Check this code:
myfit <- glm(as.factor(chd) ~ ., data = newshad2, family = binomial(link='logit'))
summary(myfit)
Call:
glm(formula = as.factor(chd) ~ ., family = binomial(link = "logit"),
data = newshad2)
Deviance Residuals:
Min 1Q Median 3Q Max
-1.778 -0.821 -0.439 0.889 2.543
Coefficients:
Estimate Std. Error z value Pr(>|z|)
(Intercept) -7.076091 1.340486 -5.28 0.00000013 ***
sbp 0.006504 0.005730 1.14 0.25637
tobacco 0.079376 0.026603 2.98 0.00285 **
ldl 0.173924 0.059662 2.92 0.00355 **
adiposity 0.018587 0.029289 0.63 0.52570
typea 0.039595 0.012320 3.21 0.00131 **
obesity -0.062910 0.044248 -1.42 0.15509
alcohol 0.000122 0.004483 0.03 0.97835
age 0.045225 0.012130 3.73 0.00019 ***
famhist 0.925370 0.227894 4.06 0.00004896 ***
Signif. codes: 0 ‘***’ 0.001 ‘**’ 0.01 ‘*’ 0.05 ‘.’ 0.1 ‘ ’ 1
(Dispersion parameter for binomial family taken to be 1)

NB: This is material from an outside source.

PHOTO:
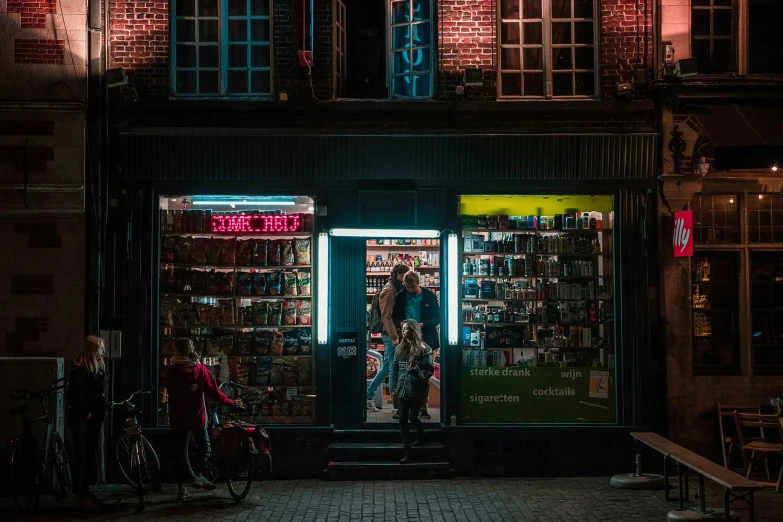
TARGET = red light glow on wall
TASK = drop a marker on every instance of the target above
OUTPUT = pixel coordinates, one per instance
(255, 223)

Null deviance: 596.11 on 461 degrees of freedom
Residual deviance: 472.14 on 452 degrees of freedom
AIC: 492.1
Number of Fisher Scoring iterations: 5
> myfit.pred <- predict(myfit, type = "response")
> myfit.pred <- predict(myfit, type = "response")
> head(myfit.pred)
1 2 3 4 5 6
0.71 0.33 0.28 0.72 0.69 0.62
> myfit.prob <- ifelse(myfit.pred > 0.5, 1,0)

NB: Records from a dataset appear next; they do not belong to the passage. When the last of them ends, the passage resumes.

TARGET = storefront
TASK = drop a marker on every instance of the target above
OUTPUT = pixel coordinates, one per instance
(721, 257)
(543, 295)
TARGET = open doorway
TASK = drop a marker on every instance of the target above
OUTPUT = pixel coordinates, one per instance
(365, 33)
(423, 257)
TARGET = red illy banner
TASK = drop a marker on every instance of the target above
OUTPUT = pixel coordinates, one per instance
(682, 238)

> table(myfit.prob, newshad2$chd)
myfit.prob 0 1
0 256 77
1 46 83
> mean(myfit.prob == newshad2$chd)
[1] 0.73
> confusionMatrix(myfit.prob, newshad2$chd)

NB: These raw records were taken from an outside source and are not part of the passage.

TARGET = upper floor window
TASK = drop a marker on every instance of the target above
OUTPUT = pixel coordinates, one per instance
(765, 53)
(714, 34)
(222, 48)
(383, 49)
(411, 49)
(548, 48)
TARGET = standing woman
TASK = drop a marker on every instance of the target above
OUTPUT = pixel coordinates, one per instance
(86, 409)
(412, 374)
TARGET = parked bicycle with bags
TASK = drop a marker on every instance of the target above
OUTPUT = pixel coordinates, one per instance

Confusion Matrix and Statistics
Reference
Prediction 0 1
0 256 77
1 46 83
Accuracy : 0.734
95% CI : (0.691, 0.774)
No Information Rate : 0.654
P-Value [Acc > NIR] : 0.000137
Kappa : 0.384
Mcnemar's Test P-Value : 0.006830
Sensitivity : 0.848
Specificity : 0.519
Pos Pred Value : 0.769
Neg Pred Value : 0.643
Prevalence : 0.654
Detection Rate : 0.554
Detection Prevalence : 0.721
Balanced Accuracy : 0.683
'Positive' Class : 0
>
I got 73% as good fit. As you can see, I did not do anything with statistically insignificant values. What could be done to such insignificant values so as to get more good results?